In this initial module…
1> Description of the Cholesky algorithm
2> Running the algorithm on the CPU

Algorithm Description

This tutorial is based on a C++ kernel that we’ll optimize for highest throughput.

The algorithm is a common linear algebra solver, the decomposition of a Hermitian, positive-definite matrix into the product of a lower triangular matrix and its conjugate transpose. For this purpose we will use the Cholesky decomposition or Cholesky factorization (pronounced /ʃo-LESS-key/). This solver is useful for several numerical problems, in particular for Monte Carlo simulations.

This algorithm has a serial complexity O(n3).

Cholesky description

More information on wikipedia… Note that this solver is included as part the official Vitis accelerated libraries, here is a link to its documentation: https://xilinx.github.io/Vitis_Libraries/solver/2020.1/guide_L2/L2_api.html#potrf

For our purpose, we will start with a simple description implemented in C++ and explain how to adapt it for acceleration with an Alveo U50 card.

Run this design on CPU

Open a terminal and navigate to the ./docs/cpu_src directory.

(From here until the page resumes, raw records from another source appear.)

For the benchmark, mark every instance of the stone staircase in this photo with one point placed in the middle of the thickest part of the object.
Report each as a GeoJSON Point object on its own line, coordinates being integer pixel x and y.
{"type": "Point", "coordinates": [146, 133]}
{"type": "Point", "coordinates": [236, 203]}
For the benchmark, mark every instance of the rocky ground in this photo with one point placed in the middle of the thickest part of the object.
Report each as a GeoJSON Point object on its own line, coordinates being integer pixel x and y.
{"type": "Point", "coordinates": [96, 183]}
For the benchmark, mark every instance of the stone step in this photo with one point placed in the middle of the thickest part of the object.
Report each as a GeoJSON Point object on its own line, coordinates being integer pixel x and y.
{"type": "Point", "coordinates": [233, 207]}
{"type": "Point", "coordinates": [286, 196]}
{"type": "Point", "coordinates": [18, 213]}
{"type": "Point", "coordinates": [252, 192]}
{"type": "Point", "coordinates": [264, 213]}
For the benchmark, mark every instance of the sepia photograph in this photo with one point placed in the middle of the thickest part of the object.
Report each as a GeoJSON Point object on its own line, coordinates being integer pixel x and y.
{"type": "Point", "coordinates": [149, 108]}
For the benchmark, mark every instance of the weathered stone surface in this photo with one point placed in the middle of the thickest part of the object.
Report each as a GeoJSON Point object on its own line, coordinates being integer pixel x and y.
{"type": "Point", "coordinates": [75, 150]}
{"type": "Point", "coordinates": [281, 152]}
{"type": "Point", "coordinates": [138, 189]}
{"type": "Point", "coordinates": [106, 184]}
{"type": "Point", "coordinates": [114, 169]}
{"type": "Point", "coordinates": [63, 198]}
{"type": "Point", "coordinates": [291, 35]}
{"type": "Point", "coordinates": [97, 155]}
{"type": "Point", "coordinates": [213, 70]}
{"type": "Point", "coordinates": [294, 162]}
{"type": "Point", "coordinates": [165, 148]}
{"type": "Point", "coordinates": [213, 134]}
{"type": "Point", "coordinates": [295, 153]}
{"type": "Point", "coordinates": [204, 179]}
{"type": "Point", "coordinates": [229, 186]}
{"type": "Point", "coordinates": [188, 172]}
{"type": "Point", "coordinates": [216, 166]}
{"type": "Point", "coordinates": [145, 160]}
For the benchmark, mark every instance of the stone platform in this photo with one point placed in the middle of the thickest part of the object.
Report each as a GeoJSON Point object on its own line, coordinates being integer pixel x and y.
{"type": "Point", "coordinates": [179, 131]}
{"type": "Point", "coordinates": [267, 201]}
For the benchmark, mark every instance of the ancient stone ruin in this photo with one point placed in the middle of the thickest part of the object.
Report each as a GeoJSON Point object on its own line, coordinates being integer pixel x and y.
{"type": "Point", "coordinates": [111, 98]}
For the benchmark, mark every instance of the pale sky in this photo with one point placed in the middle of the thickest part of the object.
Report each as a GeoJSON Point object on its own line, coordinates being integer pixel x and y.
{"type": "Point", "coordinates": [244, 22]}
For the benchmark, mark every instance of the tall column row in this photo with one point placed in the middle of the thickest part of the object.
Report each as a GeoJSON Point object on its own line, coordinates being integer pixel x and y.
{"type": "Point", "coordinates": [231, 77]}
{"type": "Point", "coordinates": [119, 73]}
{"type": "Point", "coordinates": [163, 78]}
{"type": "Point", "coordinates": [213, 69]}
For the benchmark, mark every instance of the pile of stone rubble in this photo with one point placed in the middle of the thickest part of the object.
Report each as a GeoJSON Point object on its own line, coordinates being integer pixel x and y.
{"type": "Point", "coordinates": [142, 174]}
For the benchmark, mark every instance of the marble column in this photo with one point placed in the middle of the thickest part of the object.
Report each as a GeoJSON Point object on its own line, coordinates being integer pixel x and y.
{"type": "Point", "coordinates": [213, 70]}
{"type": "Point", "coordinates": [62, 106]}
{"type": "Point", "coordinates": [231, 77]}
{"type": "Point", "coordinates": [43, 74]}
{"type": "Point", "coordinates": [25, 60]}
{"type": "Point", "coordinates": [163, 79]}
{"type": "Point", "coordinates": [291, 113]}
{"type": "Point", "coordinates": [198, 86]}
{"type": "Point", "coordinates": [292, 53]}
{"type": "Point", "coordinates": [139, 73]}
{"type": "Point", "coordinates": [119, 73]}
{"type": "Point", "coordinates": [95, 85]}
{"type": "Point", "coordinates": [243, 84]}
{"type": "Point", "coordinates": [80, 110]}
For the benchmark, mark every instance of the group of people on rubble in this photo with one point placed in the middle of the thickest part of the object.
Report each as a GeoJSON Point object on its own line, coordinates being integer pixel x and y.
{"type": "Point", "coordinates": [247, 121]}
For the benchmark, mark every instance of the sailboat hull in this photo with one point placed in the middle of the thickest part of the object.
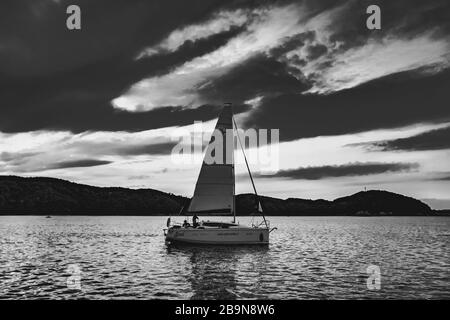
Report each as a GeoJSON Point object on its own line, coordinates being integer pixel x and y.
{"type": "Point", "coordinates": [219, 236]}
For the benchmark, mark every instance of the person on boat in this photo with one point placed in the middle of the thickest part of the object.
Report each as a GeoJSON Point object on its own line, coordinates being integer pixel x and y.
{"type": "Point", "coordinates": [194, 221]}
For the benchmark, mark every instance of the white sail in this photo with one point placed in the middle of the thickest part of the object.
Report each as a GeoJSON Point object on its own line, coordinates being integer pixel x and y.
{"type": "Point", "coordinates": [214, 191]}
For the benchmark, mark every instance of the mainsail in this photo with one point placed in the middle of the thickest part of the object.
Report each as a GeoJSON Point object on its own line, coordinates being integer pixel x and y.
{"type": "Point", "coordinates": [214, 191]}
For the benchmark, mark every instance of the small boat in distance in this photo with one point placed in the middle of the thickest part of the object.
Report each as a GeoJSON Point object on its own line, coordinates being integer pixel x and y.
{"type": "Point", "coordinates": [215, 194]}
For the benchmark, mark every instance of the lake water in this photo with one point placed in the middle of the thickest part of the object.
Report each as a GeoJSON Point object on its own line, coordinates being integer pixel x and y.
{"type": "Point", "coordinates": [308, 258]}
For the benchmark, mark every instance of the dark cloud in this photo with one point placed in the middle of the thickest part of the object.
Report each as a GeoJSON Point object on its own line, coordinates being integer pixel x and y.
{"type": "Point", "coordinates": [55, 79]}
{"type": "Point", "coordinates": [78, 164]}
{"type": "Point", "coordinates": [431, 140]}
{"type": "Point", "coordinates": [151, 149]}
{"type": "Point", "coordinates": [392, 101]}
{"type": "Point", "coordinates": [260, 75]}
{"type": "Point", "coordinates": [401, 18]}
{"type": "Point", "coordinates": [346, 170]}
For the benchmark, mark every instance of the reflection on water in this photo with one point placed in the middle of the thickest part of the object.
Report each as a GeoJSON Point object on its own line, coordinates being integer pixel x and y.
{"type": "Point", "coordinates": [213, 279]}
{"type": "Point", "coordinates": [308, 258]}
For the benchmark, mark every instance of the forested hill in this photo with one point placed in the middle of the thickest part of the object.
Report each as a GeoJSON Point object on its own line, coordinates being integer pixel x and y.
{"type": "Point", "coordinates": [49, 196]}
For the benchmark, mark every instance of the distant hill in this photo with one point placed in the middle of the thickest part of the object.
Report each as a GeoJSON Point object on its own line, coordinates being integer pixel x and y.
{"type": "Point", "coordinates": [49, 196]}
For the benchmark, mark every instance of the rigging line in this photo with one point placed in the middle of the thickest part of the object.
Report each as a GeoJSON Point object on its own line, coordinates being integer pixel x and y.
{"type": "Point", "coordinates": [248, 169]}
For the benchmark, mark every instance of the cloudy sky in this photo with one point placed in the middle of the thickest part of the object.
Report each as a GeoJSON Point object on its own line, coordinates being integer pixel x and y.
{"type": "Point", "coordinates": [355, 107]}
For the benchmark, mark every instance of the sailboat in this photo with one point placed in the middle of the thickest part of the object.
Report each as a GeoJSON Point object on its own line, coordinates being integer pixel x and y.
{"type": "Point", "coordinates": [215, 194]}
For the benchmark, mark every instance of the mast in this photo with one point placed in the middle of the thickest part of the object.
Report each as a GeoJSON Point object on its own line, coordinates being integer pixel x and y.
{"type": "Point", "coordinates": [249, 172]}
{"type": "Point", "coordinates": [229, 105]}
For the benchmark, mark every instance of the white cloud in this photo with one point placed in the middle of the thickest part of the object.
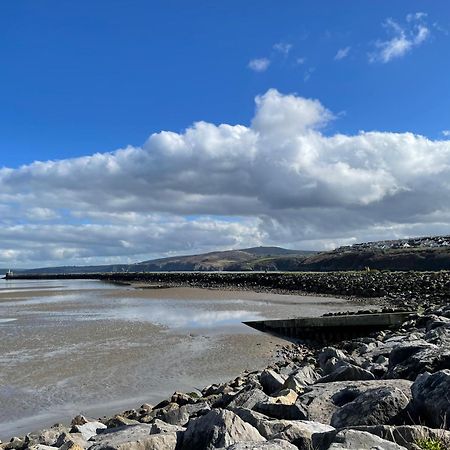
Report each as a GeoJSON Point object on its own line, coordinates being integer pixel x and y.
{"type": "Point", "coordinates": [403, 38]}
{"type": "Point", "coordinates": [283, 48]}
{"type": "Point", "coordinates": [280, 180]}
{"type": "Point", "coordinates": [342, 53]}
{"type": "Point", "coordinates": [259, 64]}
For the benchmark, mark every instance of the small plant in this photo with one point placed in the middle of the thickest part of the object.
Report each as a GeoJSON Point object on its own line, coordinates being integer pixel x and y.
{"type": "Point", "coordinates": [430, 444]}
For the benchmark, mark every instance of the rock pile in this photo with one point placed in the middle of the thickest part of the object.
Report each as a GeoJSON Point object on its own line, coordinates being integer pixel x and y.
{"type": "Point", "coordinates": [390, 391]}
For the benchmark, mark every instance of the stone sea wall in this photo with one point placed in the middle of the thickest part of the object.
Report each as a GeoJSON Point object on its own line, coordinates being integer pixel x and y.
{"type": "Point", "coordinates": [389, 390]}
{"type": "Point", "coordinates": [406, 289]}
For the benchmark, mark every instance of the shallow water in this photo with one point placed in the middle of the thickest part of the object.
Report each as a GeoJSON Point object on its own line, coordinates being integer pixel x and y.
{"type": "Point", "coordinates": [71, 346]}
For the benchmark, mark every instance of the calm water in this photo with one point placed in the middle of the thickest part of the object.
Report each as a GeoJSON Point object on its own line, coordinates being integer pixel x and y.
{"type": "Point", "coordinates": [70, 346]}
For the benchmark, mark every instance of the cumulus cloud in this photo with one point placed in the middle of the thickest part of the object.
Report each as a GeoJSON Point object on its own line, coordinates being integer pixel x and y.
{"type": "Point", "coordinates": [259, 64]}
{"type": "Point", "coordinates": [283, 47]}
{"type": "Point", "coordinates": [342, 53]}
{"type": "Point", "coordinates": [280, 180]}
{"type": "Point", "coordinates": [403, 38]}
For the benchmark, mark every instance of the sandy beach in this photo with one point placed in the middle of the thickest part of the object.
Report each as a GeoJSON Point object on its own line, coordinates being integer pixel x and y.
{"type": "Point", "coordinates": [85, 346]}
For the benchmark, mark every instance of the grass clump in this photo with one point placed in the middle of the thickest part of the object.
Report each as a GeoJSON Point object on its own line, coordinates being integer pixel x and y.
{"type": "Point", "coordinates": [430, 444]}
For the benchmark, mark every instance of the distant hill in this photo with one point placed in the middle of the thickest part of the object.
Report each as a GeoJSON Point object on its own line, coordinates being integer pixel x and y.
{"type": "Point", "coordinates": [255, 258]}
{"type": "Point", "coordinates": [421, 254]}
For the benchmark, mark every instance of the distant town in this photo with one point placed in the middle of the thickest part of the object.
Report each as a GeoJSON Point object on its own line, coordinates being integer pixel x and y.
{"type": "Point", "coordinates": [420, 242]}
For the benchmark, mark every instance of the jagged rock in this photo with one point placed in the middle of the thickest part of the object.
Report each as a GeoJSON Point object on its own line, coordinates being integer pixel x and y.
{"type": "Point", "coordinates": [158, 426]}
{"type": "Point", "coordinates": [120, 421]}
{"type": "Point", "coordinates": [431, 398]}
{"type": "Point", "coordinates": [303, 377]}
{"type": "Point", "coordinates": [347, 372]}
{"type": "Point", "coordinates": [41, 447]}
{"type": "Point", "coordinates": [407, 435]}
{"type": "Point", "coordinates": [88, 429]}
{"type": "Point", "coordinates": [276, 444]}
{"type": "Point", "coordinates": [46, 437]}
{"type": "Point", "coordinates": [322, 400]}
{"type": "Point", "coordinates": [176, 415]}
{"type": "Point", "coordinates": [329, 357]}
{"type": "Point", "coordinates": [79, 420]}
{"type": "Point", "coordinates": [248, 398]}
{"type": "Point", "coordinates": [182, 399]}
{"type": "Point", "coordinates": [279, 411]}
{"type": "Point", "coordinates": [271, 381]}
{"type": "Point", "coordinates": [16, 443]}
{"type": "Point", "coordinates": [218, 428]}
{"type": "Point", "coordinates": [351, 439]}
{"type": "Point", "coordinates": [76, 438]}
{"type": "Point", "coordinates": [299, 432]}
{"type": "Point", "coordinates": [409, 361]}
{"type": "Point", "coordinates": [134, 437]}
{"type": "Point", "coordinates": [71, 445]}
{"type": "Point", "coordinates": [285, 397]}
{"type": "Point", "coordinates": [380, 406]}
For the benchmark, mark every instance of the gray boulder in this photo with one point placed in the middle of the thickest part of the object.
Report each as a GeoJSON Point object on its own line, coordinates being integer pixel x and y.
{"type": "Point", "coordinates": [248, 398]}
{"type": "Point", "coordinates": [177, 415]}
{"type": "Point", "coordinates": [88, 429]}
{"type": "Point", "coordinates": [379, 406]}
{"type": "Point", "coordinates": [218, 428]}
{"type": "Point", "coordinates": [347, 372]}
{"type": "Point", "coordinates": [295, 411]}
{"type": "Point", "coordinates": [271, 381]}
{"type": "Point", "coordinates": [46, 437]}
{"type": "Point", "coordinates": [277, 444]}
{"type": "Point", "coordinates": [409, 361]}
{"type": "Point", "coordinates": [301, 378]}
{"type": "Point", "coordinates": [431, 398]}
{"type": "Point", "coordinates": [134, 437]}
{"type": "Point", "coordinates": [322, 400]}
{"type": "Point", "coordinates": [358, 440]}
{"type": "Point", "coordinates": [407, 435]}
{"type": "Point", "coordinates": [298, 432]}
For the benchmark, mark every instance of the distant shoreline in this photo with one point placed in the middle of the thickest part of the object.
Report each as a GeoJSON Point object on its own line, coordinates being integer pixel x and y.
{"type": "Point", "coordinates": [405, 289]}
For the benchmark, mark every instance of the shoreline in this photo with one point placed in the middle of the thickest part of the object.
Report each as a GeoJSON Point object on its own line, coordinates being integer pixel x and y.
{"type": "Point", "coordinates": [246, 347]}
{"type": "Point", "coordinates": [293, 402]}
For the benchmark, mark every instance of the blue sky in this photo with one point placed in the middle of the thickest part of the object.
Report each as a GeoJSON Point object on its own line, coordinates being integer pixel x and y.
{"type": "Point", "coordinates": [89, 77]}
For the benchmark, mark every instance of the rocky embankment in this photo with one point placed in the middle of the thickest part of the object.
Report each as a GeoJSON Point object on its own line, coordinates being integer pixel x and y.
{"type": "Point", "coordinates": [405, 289]}
{"type": "Point", "coordinates": [390, 391]}
{"type": "Point", "coordinates": [395, 288]}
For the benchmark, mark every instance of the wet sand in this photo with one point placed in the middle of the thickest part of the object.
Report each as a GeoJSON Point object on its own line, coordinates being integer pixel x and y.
{"type": "Point", "coordinates": [89, 347]}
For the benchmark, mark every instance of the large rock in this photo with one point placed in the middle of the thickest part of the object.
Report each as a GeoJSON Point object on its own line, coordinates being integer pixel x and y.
{"type": "Point", "coordinates": [134, 437]}
{"type": "Point", "coordinates": [330, 357]}
{"type": "Point", "coordinates": [248, 398]}
{"type": "Point", "coordinates": [347, 372]}
{"type": "Point", "coordinates": [379, 406]}
{"type": "Point", "coordinates": [271, 381]}
{"type": "Point", "coordinates": [301, 378]}
{"type": "Point", "coordinates": [407, 435]}
{"type": "Point", "coordinates": [295, 411]}
{"type": "Point", "coordinates": [359, 440]}
{"type": "Point", "coordinates": [46, 437]}
{"type": "Point", "coordinates": [175, 414]}
{"type": "Point", "coordinates": [277, 444]}
{"type": "Point", "coordinates": [218, 428]}
{"type": "Point", "coordinates": [431, 398]}
{"type": "Point", "coordinates": [299, 432]}
{"type": "Point", "coordinates": [409, 361]}
{"type": "Point", "coordinates": [88, 429]}
{"type": "Point", "coordinates": [322, 400]}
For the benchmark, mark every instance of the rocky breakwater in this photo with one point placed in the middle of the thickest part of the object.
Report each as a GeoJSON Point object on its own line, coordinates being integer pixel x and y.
{"type": "Point", "coordinates": [394, 288]}
{"type": "Point", "coordinates": [389, 390]}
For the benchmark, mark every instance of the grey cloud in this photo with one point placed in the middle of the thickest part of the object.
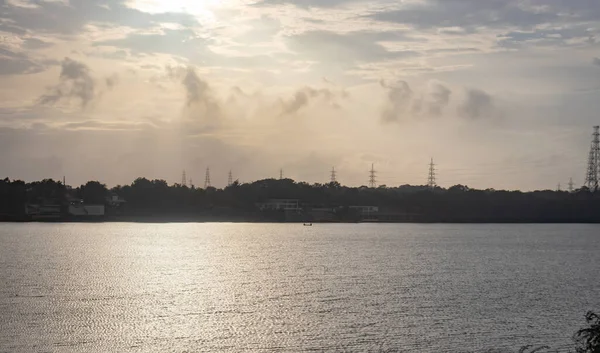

Run the following command to compile the design:

g++ cpu_cholesky.cpp test.cpp matrixUtility.hpp -std=c++0x -O3 -o test
./test -M 512 -N 512 -seed 12

Run with different sizes of matrices small and large (maximum size is 2048x2048) to gauge the impact on the execution time. Study the code to check how it implements the Cholesky algorithm.

Note 1: If your server has limited stack size, this program might issue a segmentation fault at values smaller than 2048x2048.

Note 2: On Nimbix servers, fitted with Intel® Xeon® Processor E5-2640 v3 (20M Cache, 2.60 GHz), the algorithm execution time is about 21ms for a 512x512 matrix.